Ces cinq éléments peuvent être déclinés de manière modérée ou radicale selon les cultures politiques. Il en existe des versions différentes selon les pays : en régime autoritaire (comme la Russie de Poutine) ou en régime démocratique (comme les gouvernements Trump aux États-Unis, Netanyahou en Israël ou Orbán en Hongrie). Ajoutons que plus le leader illibéral reste au pouvoir longtemps, plus les institutions sont transformées en profondeur.
L’illibéralisme n’a pas d’unité sur les questions économiques. Il peut défendre des politiques néolibérales et s’accorder parfaitement avec le libéralisme économique, il peut aussi être libertarien (comme en Argentine avec Javier Milei), ou avoir une économie largement dominée par l’État (Russie) ou défendre l’État-providence (Marine Le Pen par exemple). En revanche, les illibéraux sont tous convaincus que les démocraties ont été trop loin sur les enjeux culturels, notamment sur les questions LGBT+ ou les débats autour de la colonisation.
En quoi la culture et les modes de vie sont-ils des vecteurs de transmission de valeurs, notamment idéologiques ?

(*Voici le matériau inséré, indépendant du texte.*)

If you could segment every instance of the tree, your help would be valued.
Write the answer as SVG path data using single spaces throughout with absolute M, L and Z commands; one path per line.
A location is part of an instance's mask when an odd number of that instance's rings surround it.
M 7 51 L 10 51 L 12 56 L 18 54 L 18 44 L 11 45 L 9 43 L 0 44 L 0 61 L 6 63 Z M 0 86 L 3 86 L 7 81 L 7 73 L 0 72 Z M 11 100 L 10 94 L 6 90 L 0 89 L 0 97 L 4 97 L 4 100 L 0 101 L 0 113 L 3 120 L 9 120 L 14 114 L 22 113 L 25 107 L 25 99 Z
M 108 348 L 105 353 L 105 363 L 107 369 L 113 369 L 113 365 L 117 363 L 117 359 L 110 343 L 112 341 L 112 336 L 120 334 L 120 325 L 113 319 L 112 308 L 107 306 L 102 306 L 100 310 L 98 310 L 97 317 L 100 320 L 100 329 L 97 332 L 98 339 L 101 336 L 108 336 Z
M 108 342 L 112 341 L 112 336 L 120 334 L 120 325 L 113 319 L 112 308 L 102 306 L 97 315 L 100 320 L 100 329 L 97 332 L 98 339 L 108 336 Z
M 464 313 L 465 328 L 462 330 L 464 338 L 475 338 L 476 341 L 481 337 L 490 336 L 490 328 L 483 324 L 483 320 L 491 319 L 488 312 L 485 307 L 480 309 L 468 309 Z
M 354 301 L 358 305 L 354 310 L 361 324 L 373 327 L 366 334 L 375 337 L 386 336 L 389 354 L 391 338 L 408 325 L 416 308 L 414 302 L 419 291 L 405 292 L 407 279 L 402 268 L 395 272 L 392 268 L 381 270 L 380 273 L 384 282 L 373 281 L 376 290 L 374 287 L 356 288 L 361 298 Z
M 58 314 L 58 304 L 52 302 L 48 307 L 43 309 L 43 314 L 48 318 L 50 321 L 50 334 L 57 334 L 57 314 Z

M. L. – Nos valeurs se matérialisent dans nos modes de vie et, à l’inverse, le vécu du quotidien alimente nos visions du monde et orientations idéologiques. Celles-ci ne s’expriment pas uniquement dans le soutien à un parti politique, on les retrouve dans nos consommations culturelles, loisirs et habitudes environnementales… C’est ce qu’on appelle, dans notre jargon de sciences sociales, l’infrapolitique.
Pour le dire autrement, l’infrapolitique est la manière dont on exprime un projet de société à travers nos modes de vie quotidiens et nos consommations culturelles. Nous sommes tous des êtres politiques dans la vision du projet de société auquel on croit, pas seulement lorsque nous mettons un bulletin de vote dans l’urne.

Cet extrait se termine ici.